Feat: get_questions_scores wrote

2021-04-06 19:37:12 +02:00
parent 596a52b1d0
commit 94f94dae84
1 changed files with 47 additions and 7 deletions
--- a/recopytex/store/filesystem/loader.py
+++ b/recopytex/store/filesystem/loader.py
@@ -15,6 +15,13 @@ with open(DEFAULT_CONFIG_FILE, "r") as config:
    DEFAULT_CONFIG = yaml.load(config, Loader=yaml.FullLoader)

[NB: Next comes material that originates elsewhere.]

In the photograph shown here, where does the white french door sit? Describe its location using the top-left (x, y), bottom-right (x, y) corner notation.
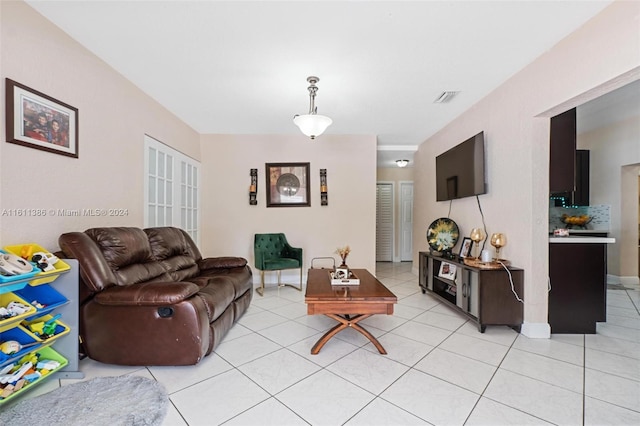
top-left (144, 135), bottom-right (200, 245)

+def maybe_dataframe(datas):
+    try:
+        return [e[1] for e in datas.iterrows()]
+    except AttributeError:
+        return datas
+
+
 class CSVLoader(Loader):

    """Loader when scores and metadatas are stored in csv files
@@ -99,7 +106,7 @@ class CSVLoader(Loader):
    def get_exam_questions(self, exams=[]):
        """Get questions for exams stored in score_files

-        :param exams: list of exams metadatas (need origin field to find the csv)
+        :param exams: list or dataframe of exams metadatas (need origin field to find the csv)

        :example:
        >>> loader = CSVLoader("./test_config.yml")
@@ -114,10 +121,7 @@ class CSVLoader(Loader):
               'Bareme', 'Est_nivele', 'origin', 'exam_id', 'id'],
              dtype='object')
        """
-        try:
-            _exams = [e[1] for e in exams.iterrows()]
-        except AttributeError:
-            _exams = exams
+        _exams = maybe_dataframe(exams)

        questions = []
        for exam in _exams:
@@ -144,9 +148,45 @@ class CSVLoader(Loader):
    def get_questions_scores(self, questions=[]):
        """Get scores of those questions

-        :param questions: score for those questions
+        :param questions: list or dataframe of questions metadatas (need origin field to find the csv)
+
+        :example:
+        >>> loader = CSVLoader("./test_config.yml")
+        >>> exams = loader.get_exams(["Tribe1"])
+        >>> questions = loader.get_exam_questions(exams)
+        >>> scores = loader.get_questions_scores(questions)
+        >>> scores.columns
+        Index(['id', 'origin', 'student_name', 'score'], dtype='object')
+        >>> scores["student_name"].unique()
+        array(['Star Tice', 'Umberto Dingate', 'Starlin Crangle',
+               'Humbert Bourcq', 'Gabriella Handyside', 'Stewart Eaves',
+               'Erick Going', 'Ase Praton', 'Rollins Planks', 'Dunstan Sarjant',
+               'Stacy Guiton', 'Ange Stanes', 'Amabelle Elleton',
+               'Darn Broomhall', 'Dyan Chatto', 'Keane Rennebach', 'Nari Paulton',
+               'Brandy Wase', 'Jaclyn Firidolfi', 'Violette Lockney'],
+              dtype=object)
        """
-        return ""
+        scores = []
+        group_questions = questions.groupby("origin")
+        for origin, questions_df in group_questions:
+            scores_df = pd.read_csv(origin)
+            common_columns = [c for c in questions_df.columns if c in scores_df.columns]
+            scores_df = pd.merge(scores_df, questions_df, on=common_columns)
+            scores_df = scores_df.drop(
+                columns=list(self._config["csv_fields"].values()) + ["exam_id"]
+            )
+            kept_columns = ["id", "origin"]
+            student_names = [c for c in scores_df.columns if c not in kept_columns]
+            scores_df = pd.melt(
+                scores_df,
+                id_vars=kept_columns,
+                value_vars=student_names,
+                var_name="student_name",
+                value_name="score",
+            )
+            scores.append(scores_df)
+
+        return pd.concat(scores)

    def get_student_scores(self, student):
        """Get scores of the student